I had written about KV cache, PagedAttention, and continuous batching before. I could explain them in a post. I still did not trust my own mental model until I tried to rebuild the pieces myself.

So I built mini-vllm: a small inference loop around Llama-2-7B on a single GPU. Scheduler, block allocator, paged KV, generation loop. Not a production server, just enough to see how the ideas connect. Code is on GitHub if you want the implementation.

What an inference engine actually is

From the outside it looks like one model call. Inside it is three boring layers plus weights:

  • Per-request state on the CPU: prompt, tokens generated so far, when to stop, which memory blocks you own.
  • Memory management: a fixed pool of KV blocks on the GPU, handed out like parking spots.
  • Scheduling: who runs this step, who waits, who just finished and must give blocks back.

The transformer math is the easy part to read about. Most of my confusion was in those three layers talking to each other.

PagedAttention, in one picture

Naive serving often reserves a long KV buffer per request. Short prompts waste most of it, so you fit fewer concurrent users.

PagedAttention is the opposite idea: allocate one big KV tensor up front, then give each request a short list of block ids. Token 47 does not mean "grow a tensor." It means "block 2, slot 15 in the shared buffer."

The allocator is just bookkeeping on those ids. The GPU tensor never changes shape during inference. That was the click for me: all the "paging" drama is CPU-side lists and integers, not new CUDA allocations every token.

Things I had backwards at first

I thought the block table stored vectors. It stores handles into the pool. The vectors live in one place; the table is a map.

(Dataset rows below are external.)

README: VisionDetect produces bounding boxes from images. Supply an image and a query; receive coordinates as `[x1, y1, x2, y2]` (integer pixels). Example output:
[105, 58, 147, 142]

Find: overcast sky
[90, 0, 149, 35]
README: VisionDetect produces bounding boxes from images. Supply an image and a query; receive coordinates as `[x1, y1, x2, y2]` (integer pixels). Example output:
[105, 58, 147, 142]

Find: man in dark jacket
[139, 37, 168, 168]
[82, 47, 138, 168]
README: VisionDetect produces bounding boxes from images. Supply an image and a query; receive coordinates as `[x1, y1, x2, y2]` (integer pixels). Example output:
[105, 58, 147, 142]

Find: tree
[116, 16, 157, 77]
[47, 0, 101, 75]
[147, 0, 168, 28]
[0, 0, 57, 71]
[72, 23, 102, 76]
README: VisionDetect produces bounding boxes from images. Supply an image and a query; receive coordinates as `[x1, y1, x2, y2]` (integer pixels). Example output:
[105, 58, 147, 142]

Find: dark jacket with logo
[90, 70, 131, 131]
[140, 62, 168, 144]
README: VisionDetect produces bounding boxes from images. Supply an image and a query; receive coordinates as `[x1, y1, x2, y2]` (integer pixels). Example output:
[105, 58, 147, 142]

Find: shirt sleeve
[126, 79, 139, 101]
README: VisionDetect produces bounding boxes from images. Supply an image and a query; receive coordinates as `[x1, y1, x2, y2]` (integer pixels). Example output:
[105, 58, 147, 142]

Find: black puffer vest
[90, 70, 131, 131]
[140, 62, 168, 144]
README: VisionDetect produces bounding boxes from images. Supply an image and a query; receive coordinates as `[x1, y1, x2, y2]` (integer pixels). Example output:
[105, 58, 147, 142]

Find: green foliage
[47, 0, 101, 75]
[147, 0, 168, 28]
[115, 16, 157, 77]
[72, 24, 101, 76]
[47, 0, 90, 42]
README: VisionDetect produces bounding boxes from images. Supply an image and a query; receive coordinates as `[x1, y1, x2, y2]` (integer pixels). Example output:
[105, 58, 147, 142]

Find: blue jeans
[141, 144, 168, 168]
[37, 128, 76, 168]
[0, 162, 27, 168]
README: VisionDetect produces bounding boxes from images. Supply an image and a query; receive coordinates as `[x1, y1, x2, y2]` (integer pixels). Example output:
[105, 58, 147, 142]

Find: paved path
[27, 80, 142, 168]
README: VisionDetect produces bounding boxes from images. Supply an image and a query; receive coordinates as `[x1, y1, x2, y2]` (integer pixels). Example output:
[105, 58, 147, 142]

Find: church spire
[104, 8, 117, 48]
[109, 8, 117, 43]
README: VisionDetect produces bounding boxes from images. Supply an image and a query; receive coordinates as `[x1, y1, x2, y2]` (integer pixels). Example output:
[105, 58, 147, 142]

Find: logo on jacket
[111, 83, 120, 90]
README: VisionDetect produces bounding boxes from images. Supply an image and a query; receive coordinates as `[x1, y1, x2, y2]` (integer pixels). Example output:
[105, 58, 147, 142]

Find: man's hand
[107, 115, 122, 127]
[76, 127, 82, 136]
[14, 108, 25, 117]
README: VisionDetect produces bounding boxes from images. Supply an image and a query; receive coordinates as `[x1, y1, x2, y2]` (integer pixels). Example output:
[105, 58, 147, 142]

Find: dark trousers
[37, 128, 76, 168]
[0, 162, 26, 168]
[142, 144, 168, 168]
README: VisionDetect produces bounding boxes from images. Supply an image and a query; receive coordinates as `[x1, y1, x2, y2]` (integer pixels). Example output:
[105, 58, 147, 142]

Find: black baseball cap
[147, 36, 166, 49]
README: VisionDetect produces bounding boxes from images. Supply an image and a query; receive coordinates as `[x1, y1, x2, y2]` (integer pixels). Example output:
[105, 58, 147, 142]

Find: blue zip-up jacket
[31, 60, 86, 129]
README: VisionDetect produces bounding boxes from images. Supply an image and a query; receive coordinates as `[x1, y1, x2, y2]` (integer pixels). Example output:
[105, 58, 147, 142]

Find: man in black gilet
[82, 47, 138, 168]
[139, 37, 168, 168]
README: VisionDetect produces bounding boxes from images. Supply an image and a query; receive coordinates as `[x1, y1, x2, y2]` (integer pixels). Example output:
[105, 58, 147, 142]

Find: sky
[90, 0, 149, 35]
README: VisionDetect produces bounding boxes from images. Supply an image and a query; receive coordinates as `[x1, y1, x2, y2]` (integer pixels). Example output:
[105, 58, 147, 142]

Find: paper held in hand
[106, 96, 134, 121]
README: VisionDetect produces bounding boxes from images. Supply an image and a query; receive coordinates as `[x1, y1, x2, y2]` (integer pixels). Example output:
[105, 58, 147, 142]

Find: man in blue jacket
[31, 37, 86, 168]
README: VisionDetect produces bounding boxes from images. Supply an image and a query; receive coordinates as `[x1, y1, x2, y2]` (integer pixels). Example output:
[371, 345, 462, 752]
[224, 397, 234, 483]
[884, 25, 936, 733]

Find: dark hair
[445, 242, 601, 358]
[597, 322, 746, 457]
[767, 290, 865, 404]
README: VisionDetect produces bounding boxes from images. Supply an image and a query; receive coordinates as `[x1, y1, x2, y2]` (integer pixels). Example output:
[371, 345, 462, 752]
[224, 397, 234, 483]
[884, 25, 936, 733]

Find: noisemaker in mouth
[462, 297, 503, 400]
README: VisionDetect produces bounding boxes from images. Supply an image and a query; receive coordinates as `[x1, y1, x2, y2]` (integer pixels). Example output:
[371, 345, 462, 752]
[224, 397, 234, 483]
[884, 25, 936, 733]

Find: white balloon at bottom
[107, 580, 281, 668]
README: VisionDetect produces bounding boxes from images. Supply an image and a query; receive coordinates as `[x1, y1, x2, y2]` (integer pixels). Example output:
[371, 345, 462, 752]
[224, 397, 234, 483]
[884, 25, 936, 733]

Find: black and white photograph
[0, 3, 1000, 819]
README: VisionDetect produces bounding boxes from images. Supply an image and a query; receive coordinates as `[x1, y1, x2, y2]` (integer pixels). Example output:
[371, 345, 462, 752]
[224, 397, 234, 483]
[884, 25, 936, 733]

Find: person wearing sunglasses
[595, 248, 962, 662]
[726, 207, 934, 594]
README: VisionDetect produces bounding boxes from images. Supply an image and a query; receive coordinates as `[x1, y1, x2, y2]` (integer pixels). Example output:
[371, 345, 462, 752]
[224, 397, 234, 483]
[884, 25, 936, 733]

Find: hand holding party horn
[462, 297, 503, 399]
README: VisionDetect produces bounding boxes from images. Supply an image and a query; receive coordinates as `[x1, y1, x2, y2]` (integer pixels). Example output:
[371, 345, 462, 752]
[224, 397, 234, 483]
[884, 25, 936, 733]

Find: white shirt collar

I mixed up fleet metrics with request state. Before writing code I listed SLOs and counts. Step six of generation only needs identity, full output history, stop rules, and the prompt.

I reordered the scheduler wrong. If you grow block tables before you drop finished sequences, you can allocate for a request that already ended and free it in the same pass. Small bug, very vLLM-shaped lesson: lifecycle order matters as much as the algorithm on paper.

I treated prefill and decode as different models. Same weights. Different input shapes. Decode is one new token with a position index in the full sequence, not "position 0 in this one-row tensor." I lost time on RoPE before I believed that.

I underestimated memory layout vs math. Growing KV with concat-every-step means allocate, copy, free in the hot loop. Writing into a fixed slot is why serving engines feel so much faster in practice. The gap is often memory traffic, not a smarter softmax.

What surprised me

Papers teach the what. Building taught the why behind small choices.

  • Refcounts on blocks only make sense once you imagine two requests sharing a prefix later.
  • Most bugs were state machines and indexing, not attention.
  • File layout followed dependencies: engine owns everything, nothing imports the engine. I did not design that upfront; it fell out of "who creates whom at startup."

If you want to try this yourself

Start from the PagedAttention paper with a sketch of logical tokens vs physical blocks. Get one sequence generating before you turn on batching. Then read Inside vLLM or peek at nano-vllm once your own loop works. Comparisons land better when you have something to compare against.

mini-vllm is my version of that exercise. The repo has benchmarks and the full wiring; this post is only the flavour I wish I had before I opened the editor.